Outra aposta do TMP para 2018 é, finalmente, a edição de um livro com a história da companhia que criou o mítico espectáculo Vai no Batalha (1993). O lançamento está já agendado para 3 de Fevereiro, dia da inauguração, em 2013, do Museu de Marionetas do Porto (e que era também a data de nascimento de Seara Cardoso).

Nessa publicação caberá já certamente a história atribulada da criação do Museu das Marionetas do Porto, um projecto de João Paulo Seara Cardoso que só seria concretizado depois da sua morte. Em Fevereiro de 2013, o equipamento era finalmente inaugurado num edifício alugado na Rua das Flores. “O João Paulo foi muito visionário ao apostar naquela rua, muito antes de se sonhar que ela viria a ser pedonal e uma das artérias mais procuradas na cidade”, nota Isabel Barros. Nesse espaço alugado em 2002, o TMP instalou o seu museu, que desde o início se quis "assumidamente de autor”, realça a directora.

“Abrir o museu foi um grande esforço pessoal e da companhia, de modo a completarmos o sonho do João Paulo”, recorda Isabel Barros. Passado o período, também difícil, das obras na rua, e com a progressiva afluência de turistas à cidade, depressa o museu se tornou um lugar de passagem (e entrada) natural para os visitantes, de tal modo que, das quase 17.500 visitas que registou em 2016, mais de metade eram de turistas estrangeiros.

Mas foi também o aumento exponencial do turismo na Baixa que levou à sua “expulsão” da Rua das Flores, quando o proprietário decidiu vender o edifício. “Tínhamos [direito de] preferência na compra, mas não pudemos fazê-lo, porque os encargos estrangulariam a companhia”, nota Isabel Barros.
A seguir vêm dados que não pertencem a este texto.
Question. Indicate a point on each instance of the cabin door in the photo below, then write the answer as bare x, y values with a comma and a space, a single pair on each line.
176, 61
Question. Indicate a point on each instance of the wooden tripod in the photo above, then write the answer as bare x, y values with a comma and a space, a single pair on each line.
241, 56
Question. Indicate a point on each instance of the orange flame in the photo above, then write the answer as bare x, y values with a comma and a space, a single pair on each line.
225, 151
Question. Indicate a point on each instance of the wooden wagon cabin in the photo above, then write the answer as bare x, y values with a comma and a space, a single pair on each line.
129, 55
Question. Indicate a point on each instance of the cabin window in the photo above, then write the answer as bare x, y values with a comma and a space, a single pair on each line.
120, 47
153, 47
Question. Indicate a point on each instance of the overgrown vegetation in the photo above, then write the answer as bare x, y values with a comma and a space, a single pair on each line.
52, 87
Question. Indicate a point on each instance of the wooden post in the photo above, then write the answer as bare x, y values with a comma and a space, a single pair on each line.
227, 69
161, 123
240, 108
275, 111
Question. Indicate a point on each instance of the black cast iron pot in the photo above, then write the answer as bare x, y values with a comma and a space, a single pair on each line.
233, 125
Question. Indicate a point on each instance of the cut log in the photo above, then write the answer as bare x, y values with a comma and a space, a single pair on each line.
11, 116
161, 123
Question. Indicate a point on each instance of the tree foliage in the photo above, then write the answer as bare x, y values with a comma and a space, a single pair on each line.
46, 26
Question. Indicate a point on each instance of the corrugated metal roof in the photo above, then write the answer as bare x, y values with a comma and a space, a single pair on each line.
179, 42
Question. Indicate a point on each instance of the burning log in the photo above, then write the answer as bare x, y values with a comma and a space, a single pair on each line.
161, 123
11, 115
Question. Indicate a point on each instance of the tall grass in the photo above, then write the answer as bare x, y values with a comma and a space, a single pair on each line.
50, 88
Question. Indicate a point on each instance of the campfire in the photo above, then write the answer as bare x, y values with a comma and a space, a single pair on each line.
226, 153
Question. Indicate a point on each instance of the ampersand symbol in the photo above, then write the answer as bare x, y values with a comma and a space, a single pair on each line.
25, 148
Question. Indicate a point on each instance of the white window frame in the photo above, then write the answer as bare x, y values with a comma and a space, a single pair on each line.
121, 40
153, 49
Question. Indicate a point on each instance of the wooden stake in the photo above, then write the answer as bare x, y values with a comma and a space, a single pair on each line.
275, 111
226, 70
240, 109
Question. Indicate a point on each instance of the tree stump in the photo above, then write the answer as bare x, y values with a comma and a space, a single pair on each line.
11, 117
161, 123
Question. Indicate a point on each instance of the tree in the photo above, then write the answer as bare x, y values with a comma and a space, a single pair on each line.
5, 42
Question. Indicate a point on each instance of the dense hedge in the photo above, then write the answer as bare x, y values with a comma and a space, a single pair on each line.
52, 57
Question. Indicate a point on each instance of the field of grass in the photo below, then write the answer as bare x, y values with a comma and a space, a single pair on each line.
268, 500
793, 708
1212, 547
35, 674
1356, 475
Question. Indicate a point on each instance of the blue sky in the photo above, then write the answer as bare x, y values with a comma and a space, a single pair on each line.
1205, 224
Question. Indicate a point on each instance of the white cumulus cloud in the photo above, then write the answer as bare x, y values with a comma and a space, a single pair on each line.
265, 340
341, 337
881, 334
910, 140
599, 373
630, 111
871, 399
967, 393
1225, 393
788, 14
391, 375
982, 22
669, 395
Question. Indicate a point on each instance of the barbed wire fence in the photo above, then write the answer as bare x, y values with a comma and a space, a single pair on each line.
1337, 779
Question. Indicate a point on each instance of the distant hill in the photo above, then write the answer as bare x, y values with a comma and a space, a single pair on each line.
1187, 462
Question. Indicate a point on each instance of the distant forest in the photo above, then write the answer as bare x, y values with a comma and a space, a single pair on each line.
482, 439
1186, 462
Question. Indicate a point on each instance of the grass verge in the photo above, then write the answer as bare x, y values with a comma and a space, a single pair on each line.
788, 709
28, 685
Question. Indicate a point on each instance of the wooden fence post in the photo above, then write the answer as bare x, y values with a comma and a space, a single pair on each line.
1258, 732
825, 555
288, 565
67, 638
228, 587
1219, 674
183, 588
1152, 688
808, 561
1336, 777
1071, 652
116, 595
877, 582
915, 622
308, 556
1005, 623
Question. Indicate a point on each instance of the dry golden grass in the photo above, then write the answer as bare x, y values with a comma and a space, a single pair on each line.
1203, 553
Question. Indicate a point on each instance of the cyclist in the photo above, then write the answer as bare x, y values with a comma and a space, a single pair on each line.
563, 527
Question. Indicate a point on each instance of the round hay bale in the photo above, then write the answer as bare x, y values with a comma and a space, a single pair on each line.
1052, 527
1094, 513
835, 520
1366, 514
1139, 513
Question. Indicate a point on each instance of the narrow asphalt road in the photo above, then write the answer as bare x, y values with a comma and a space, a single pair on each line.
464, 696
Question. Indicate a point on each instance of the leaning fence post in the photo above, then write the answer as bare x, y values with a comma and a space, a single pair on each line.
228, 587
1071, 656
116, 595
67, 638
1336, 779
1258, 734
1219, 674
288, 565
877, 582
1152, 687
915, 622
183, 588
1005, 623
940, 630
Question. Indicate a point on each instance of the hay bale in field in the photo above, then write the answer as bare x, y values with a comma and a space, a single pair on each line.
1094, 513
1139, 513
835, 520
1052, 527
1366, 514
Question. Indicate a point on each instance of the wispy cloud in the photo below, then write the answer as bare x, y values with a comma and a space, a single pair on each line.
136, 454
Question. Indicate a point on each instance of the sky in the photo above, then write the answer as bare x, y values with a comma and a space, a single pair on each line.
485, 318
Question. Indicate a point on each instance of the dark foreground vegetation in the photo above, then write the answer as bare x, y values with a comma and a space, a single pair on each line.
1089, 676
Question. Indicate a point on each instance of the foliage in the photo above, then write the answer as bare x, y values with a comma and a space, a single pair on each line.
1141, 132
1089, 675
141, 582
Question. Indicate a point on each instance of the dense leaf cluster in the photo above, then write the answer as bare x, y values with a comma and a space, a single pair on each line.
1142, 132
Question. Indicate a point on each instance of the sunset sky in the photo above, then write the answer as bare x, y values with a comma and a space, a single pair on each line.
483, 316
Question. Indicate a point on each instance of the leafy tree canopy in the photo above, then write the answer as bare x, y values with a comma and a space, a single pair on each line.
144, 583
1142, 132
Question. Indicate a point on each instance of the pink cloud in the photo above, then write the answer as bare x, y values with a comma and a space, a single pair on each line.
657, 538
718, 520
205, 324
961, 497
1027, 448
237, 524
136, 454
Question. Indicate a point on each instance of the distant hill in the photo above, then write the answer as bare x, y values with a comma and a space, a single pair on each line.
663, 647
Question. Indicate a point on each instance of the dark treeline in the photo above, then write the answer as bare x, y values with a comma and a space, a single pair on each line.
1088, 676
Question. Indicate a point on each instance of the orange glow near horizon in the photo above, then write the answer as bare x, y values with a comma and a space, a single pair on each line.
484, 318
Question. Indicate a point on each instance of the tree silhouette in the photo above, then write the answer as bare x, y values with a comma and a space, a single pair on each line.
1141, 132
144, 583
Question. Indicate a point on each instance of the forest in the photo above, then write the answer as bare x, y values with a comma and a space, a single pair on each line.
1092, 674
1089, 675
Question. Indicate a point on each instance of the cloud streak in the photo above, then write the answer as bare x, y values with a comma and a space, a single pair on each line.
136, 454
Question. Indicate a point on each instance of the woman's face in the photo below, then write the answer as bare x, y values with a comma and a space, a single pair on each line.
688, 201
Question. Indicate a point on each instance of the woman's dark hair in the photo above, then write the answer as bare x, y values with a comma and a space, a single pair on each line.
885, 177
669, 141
Daí a opção por regressar às origens, à Rua de Belomonte, onde o antigo armazém ao lado do pequeno teatro de bolso do TMP foi esvaziado e transformado – novamente com desenho do arquitecto José Gigante, o mesmo autor do pequeno teatro e do espaço na Rua das Flores – no novo museu.

É aqui que o TMP agora “conta” a sua história, em dois pisos onde, simultaneamente, recorda algumas produções clássicas da companhia e de João Paulo Seara Cardoso – Teatro Dom Roberto e Miséria (1991) – em paralelo com vitrinas onde vão sendo actualizadas outras evocações da intensa vida do colectivo: actualmente, podem aí ser admirados as marionetas de produções como Máquina-Hamlet (1997), Exit (1998), Nada ou o Silêncio de Beckett (1999), Macbeth (2001), O Polegarzinho (2002)... Ou os simpáticos pinguins e pelicanos de História da Praia Grande (2003), que agora decoram a montra para a rua, com que o TMP se aprontou para a quadra do Natal também como uma forma de se associar à vivência de bairro que sempre foi (também) fonte inspiradora das criações de João Paulo Seara Cardoso.

“Nunca perdemos o sentido das nossas origens, mesmo quando apostamos num trabalho de investigação e experimentação muito grande, que nos permite sempre introduzir coisas novas e actualizar as peças quando fazemos reposições”, diz Isabel Barros, que em 2016 criou Como um Carrossel a partir de um original escrito e encenado dez anos antes por Seara Cardoso e o dedicou às filhas de ambos.